1. 背景
hive是基于hadoop的一个数据仓库工具,用来进行数据提取、转化、加载,这是一种可以存储、查询和分析存储在Hadoop中的大规模数据的机制。hive数据仓库工具能将结构化的数据文件映射为一张数据库表,并提供sql查询功能,能将sql转变成MapReduce任务来执行。Hive的优点是学习成本低,可以通过类似SQL语句实现快速MapReduce统计,使MapReduce变得更加简单,而不必开发专门的MapReduce应用程序。hive是十分适合数据仓库的统计分析和Windows注册表文件。
2. 目标
本文的目标,从一个简单的语法DESC TABLE来梳理Hive的代码,介绍hive针对这个语法的编译和运行原理。从而让大家对hive有个整体的了解。
3. Apache Hive代码初读
3.1 入口函数
/hive/cli/src/java/org/apache/hadoop/hive/cli/CliDriver.java
public static void main(String[] args)throws Exception {
int ret =new CliDriver().run(args);
System.exit(ret);
}
main函数是入口,新建了一个CliDriver对象,并且传入参数执行了run函数。
之后的执行路径如下,不在赘述:
a. /hive/cli/src/java/org/apache/hadoop/hive/cli/CliDriver.java:run()
b. /hive/cli/src/java/org/apache/hadoop/hive/cli/CliDriver.java:executeDriver()
c. /hive/cli/src/java/org/apache/hadoop/hive/cli/CliDriver.java:processLine()
d. /hive/cli/src/java/org/apache/hadoop/hive/cli/CliDriver.java:processCmd
e. /hive/cli/src/java/org/apache/hadoop/hive/cli/CliDriver.java: processLocalCmd
f./hive/ql/src/java/org/apache/hadoop/hive/ql/Driver.java: run()
g. /hive/ql/src/java/org/apache/hadoop/hive/ql/Driver.java:runInternal()
h. /hive/ql/src/java/org/apache/hadoop/hive/ql/Driver.java:compileInternal()
i. /hive/ql/src/java/org/apache/hadoop/hive/ql/Driver.java:compile()
3.2 编译过程
a. 生成抽象语法树:这一步主要是把describe table这样的sql语句转成一个语法书,过程比较复杂,涉及到编译原理的知识,不在此展开。
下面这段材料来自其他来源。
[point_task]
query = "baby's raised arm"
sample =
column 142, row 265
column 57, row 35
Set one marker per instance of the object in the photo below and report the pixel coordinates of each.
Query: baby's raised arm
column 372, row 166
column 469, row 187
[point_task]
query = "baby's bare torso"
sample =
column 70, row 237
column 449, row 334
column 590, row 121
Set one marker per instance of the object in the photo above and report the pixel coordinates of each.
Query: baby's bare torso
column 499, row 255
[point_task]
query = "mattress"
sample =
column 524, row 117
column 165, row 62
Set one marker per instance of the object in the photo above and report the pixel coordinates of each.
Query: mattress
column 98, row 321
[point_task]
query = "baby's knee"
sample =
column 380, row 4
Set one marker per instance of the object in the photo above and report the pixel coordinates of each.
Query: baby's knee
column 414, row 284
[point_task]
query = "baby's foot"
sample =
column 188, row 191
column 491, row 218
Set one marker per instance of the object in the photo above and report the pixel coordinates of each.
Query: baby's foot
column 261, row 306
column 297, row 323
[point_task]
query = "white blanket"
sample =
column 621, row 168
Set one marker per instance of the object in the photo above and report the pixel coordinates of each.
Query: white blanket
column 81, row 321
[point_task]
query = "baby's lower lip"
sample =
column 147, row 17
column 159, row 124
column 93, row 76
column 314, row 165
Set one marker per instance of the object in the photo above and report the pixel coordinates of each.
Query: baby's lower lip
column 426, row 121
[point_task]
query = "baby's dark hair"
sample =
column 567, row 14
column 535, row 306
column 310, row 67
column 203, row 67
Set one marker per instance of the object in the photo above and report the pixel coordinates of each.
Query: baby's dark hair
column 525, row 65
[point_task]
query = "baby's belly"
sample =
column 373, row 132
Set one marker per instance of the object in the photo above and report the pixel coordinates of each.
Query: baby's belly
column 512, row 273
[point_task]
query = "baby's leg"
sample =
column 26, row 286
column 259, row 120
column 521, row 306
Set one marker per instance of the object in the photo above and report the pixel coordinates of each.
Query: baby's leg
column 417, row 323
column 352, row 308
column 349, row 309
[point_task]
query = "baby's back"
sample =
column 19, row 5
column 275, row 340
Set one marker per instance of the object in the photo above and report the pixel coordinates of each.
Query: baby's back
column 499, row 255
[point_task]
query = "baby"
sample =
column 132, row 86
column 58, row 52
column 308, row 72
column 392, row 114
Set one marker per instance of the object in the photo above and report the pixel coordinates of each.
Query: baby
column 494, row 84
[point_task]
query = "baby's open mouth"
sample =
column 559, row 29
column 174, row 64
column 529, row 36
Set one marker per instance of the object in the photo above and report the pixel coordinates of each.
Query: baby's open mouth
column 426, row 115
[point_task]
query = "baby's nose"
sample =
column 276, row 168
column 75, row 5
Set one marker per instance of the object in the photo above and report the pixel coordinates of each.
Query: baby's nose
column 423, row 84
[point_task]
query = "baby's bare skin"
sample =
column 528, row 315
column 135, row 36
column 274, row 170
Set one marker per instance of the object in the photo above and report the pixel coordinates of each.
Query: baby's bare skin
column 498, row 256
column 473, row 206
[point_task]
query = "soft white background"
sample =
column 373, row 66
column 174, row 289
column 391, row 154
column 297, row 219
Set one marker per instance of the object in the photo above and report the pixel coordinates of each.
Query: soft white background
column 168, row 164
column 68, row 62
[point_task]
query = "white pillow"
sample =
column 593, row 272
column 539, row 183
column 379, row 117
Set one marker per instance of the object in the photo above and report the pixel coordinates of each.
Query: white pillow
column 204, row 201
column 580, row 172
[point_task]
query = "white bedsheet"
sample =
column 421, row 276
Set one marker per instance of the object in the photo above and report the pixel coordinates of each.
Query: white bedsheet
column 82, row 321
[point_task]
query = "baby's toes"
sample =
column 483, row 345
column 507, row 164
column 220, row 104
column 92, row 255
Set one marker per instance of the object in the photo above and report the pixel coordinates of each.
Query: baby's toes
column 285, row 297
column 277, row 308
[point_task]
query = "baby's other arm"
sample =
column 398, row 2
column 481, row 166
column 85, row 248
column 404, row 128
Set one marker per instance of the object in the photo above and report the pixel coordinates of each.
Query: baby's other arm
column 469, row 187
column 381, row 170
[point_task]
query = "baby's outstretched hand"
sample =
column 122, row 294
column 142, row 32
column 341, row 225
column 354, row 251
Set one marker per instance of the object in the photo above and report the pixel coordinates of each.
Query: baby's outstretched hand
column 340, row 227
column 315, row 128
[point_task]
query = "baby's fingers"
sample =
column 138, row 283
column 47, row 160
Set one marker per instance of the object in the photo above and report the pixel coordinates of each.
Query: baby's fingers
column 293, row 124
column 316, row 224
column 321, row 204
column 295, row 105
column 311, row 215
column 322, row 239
大致是检查语法是否错误,识别sql中包含的操作实体,以及对每个实体的操作。
ParseDriver pd =new ParseDriver();
ASTNode tree = pd.parse(command,ctx);
b. 语义分析
sem.analyze(tree,ctx);
由于desc是DDL操作,实际进行语义分析的类是:/hive/ql/src/java/org/apache/hadoop/hive/ql/parse/DDLSemanticAnalyzer.java:analyzeDescribeTable(),详细分析下这个函数:
private void analyzeDescribeTable(ASTNode ast)throws SemanticException {
ASTNode tableTypeExpr = (ASTNode) ast.getChild(0);
//找出表的全路径名如:sytem.availability
String qualifiedName =
QualifiedNameUtil.getFullyQualifiedName((ASTNode) tableTypeExpr.getChild(0));
//从metastore里面验证该表是否存在
String tableName =
QualifiedNameUtil.getTableName(db, (ASTNode)(tableTypeExpr.getChild(0)));
//从metastore里面验证数据库是否存在
String dbName =
QualifiedNameUtil.getDBName(db, (ASTNode)(tableTypeExpr.getChild(0)));
//从metastore里面验证分区是否存在
Map partSpec =
QualifiedNameUtil.getPartitionSpec(db, tableTypeExpr, tableName);
//describe操作可以精确到列,查看列的创建情况
String colPath = QualifiedNameUtil.getColPath(
db, tableTypeExpr, (ASTNode) tableTypeExpr.getChild(0), qualifiedName, partSpec);
// if database is not the one currently using
// validate database
if (dbName !=null) {
validateDatabase(dbName);
}
if (partSpec !=null) {
validateTable(tableName, partSpec);
}
//创建一个DesctableDesc对象,该对象指示执行describe任务时,要做的事。支持参数:formatted, extended, pretty等3中描述方式
DescTableDesc descTblDesc =new DescTableDesc(
ctx.getResFile(), tableName, partSpec, colPath);
boolean showColStats =false;
if (ast.getChildCount() ==2) {
int descOptions = ast.getChild(1).getType();
descTblDesc.setFormatted(descOptions == HiveParser.KW_FORMATTED);
descTblDesc.setExt(descOptions == HiveParser.KW_EXTENDED);
descTblDesc.setPretty(descOptions == HiveParser.KW_PRETTY);
// in case of "DESCRIBE FORMATTED tablename column_name" statement, colPath
// will contain tablename.column_name. If column_name is not specified
// colPath will be equal to tableName. This is how we can differentiate
// if we are describing a table or column
if (!colPath.equalsIgnoreCase(tableName) && descTblDesc.isFormatted()) {
showColStats =true;
}
}
inputs.add(new ReadEntity(getTable(tableName)));
//创建task,这里创建DDLTask
Task ddlTask = TaskFactory.get(new DDLWork(getInputs(), getOutputs(),
descTblDesc),conf);
rootTasks.add(ddlTask);
String schema = DescTableDesc.getSchema(showColStats);
setFetchTask(createFetchTask(schema));
LOG.info("analyzeDescribeTable done");
}
语义分析的过程是:根据ASTNode区分要执行的操作,如DDL,EXPLAIN, DML等,分别对待这些操作,DDL这类操作不需要执行mapreduce任务,直接从metastore里面取出数据返回。最后生成对应的Task
3.2 任务执行过程
生成DDLTask之后就会去运行任务,执行DDLTask里的execute()函数:/hive/ql/src/java/org/apache/hadoop/hive/ql/exec/DDLTask.java:execute(),接着根据describe talbe操作调用:describeTable()函数。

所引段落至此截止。